No one could ever quite figure out the Skinner sisters. Both in their 90s, they’d been raised in the same house, both married, then after 50-plus years both were widowed within months of each other so they moved into a big old two-story house on the east edge of town. But that’s where the similarities came to a crashing halt. Maude, the older sister, was just about as kind a lady as you could find, the type that you figured God was surely having a good day when He made her. Lola, on the other hand, was the very definition of meanness.
Lola chewed out paperboys, the Schwan’s man, the postmaster, the UPS delivery guy, the checkers at the grocery store, and just about every soul who had the misfortune to run into her. Look up “crab” in the dictionary and there just might be a picture of Lola. All of which caused Maude to spend the final years of her life apologizing and trying to somehow make up for her sister. Lola would destroy it then Maude would come along behind her and try to patch things up.
I remember the day we got a new preacher and Lola had a fit because he wouldn’t stay behind the pulpit. She confronted the young clergy after the service and told him, “We put that pulpit there for you to preach behind. We don’t need to wandering all over the place like a wild steer,” then huffed her way homeward. This was the poor guy’s first preaching assignment and it shook him a good deal to think that he’d have to follow his new church’s strictures so closely. Maude had overheard her sister’s rude tirade and went to see him that evening. She told the young minister, “Pastor, my sister didn’t like the last preacher because he entered down the right aisle instead of the left, and the one before him was guilty of the sin wearing a rainbow-colored vestment.” She added that some 20 years ago her sister had stopped attending church because the minister put a long “a” on the word “amen.”
And the real mystery is how two such different ladies could have been spawned from the same womb. There was of course some speculation that Lola wasn’t born at all but simply appeared on some dark night when God was busy elsewhere.

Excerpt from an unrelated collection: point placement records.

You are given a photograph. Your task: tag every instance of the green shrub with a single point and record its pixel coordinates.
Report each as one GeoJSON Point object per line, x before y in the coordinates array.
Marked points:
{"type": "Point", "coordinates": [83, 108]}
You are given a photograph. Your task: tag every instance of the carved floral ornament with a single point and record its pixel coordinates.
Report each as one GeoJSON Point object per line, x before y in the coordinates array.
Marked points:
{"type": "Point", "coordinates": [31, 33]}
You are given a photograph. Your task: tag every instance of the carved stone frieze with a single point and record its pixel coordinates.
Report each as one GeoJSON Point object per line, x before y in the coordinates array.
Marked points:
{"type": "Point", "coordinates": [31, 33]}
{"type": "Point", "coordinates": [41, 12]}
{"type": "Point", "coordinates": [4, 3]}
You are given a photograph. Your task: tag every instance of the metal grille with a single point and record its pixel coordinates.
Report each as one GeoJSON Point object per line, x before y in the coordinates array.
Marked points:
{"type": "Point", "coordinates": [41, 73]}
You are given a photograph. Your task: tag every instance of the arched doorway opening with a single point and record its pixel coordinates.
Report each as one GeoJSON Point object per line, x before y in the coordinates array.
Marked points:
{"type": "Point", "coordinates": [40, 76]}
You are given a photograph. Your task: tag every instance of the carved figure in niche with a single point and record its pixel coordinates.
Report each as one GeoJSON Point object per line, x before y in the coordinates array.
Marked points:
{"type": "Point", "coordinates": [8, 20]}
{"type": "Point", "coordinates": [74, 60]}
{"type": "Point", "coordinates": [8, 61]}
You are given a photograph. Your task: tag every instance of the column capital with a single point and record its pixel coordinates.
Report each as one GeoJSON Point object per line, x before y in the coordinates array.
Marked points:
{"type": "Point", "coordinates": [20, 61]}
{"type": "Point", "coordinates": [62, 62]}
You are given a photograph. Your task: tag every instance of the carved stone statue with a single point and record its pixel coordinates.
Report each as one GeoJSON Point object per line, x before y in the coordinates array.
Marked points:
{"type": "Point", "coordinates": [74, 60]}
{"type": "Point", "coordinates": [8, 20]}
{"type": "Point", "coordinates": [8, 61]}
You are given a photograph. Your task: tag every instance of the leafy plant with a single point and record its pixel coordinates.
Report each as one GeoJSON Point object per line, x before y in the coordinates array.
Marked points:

Last week we saw murderers decapitating people on one end of the globe while in Nepal a 4-month-old was rescued after being buried for 22 hours and a young man was carried alive out of the rubble by somehow staying alive for over 40 hours. Both were freed by teams of volunteer rescuers who’d gone days without sleep. How could both groups of people be a part of the same human family?
A 45-year-old mother in Katmandu went running through her apartment building, waking the residents to warn them of the Nepalese earthquake, she carried her two daughters into the street then ran back inside to help the elderly in her building. Her name was Ara and they found her beneath the wreckage on the following morning. How could she belong to the same race of animal planning to set off bombs at the Vatican that same week?
We watched in collective horror and dismay as the city of Baltimore was put through the emotional wringer last week following the death of a young man. In the same camera shot we saw rioters intent on destruction standing just feet away from young men with their hands in the air, trying to stop the carnage. They might have lived on the same block. They might have attended the same school or church. In many cases they were the same race. How can such things be?
Some say that free will was the most dangerous gift God ever gave us. I won’t disagree. And we must remember that “news” is only news because it’s an aberration from the normal. We should be thankful that good news is not considered newsworthy, but it still leaves us wondering how folks so otherwise similar can somehow turn out so extremely different from each other.
Lola died first, a blessing to all of us since we couldn’t imagine life without Maude to make up for her. Word has it they had to hire her pallbearers, but that might have just been a story. When Maude died four years later we had to move the funeral to the Legion Hall to accommodate the crowds. I guess that in the end we all get what we deserve.
You ever ‘round Poosey, stop by. We may not answer the door but you’ll enjoy the trip.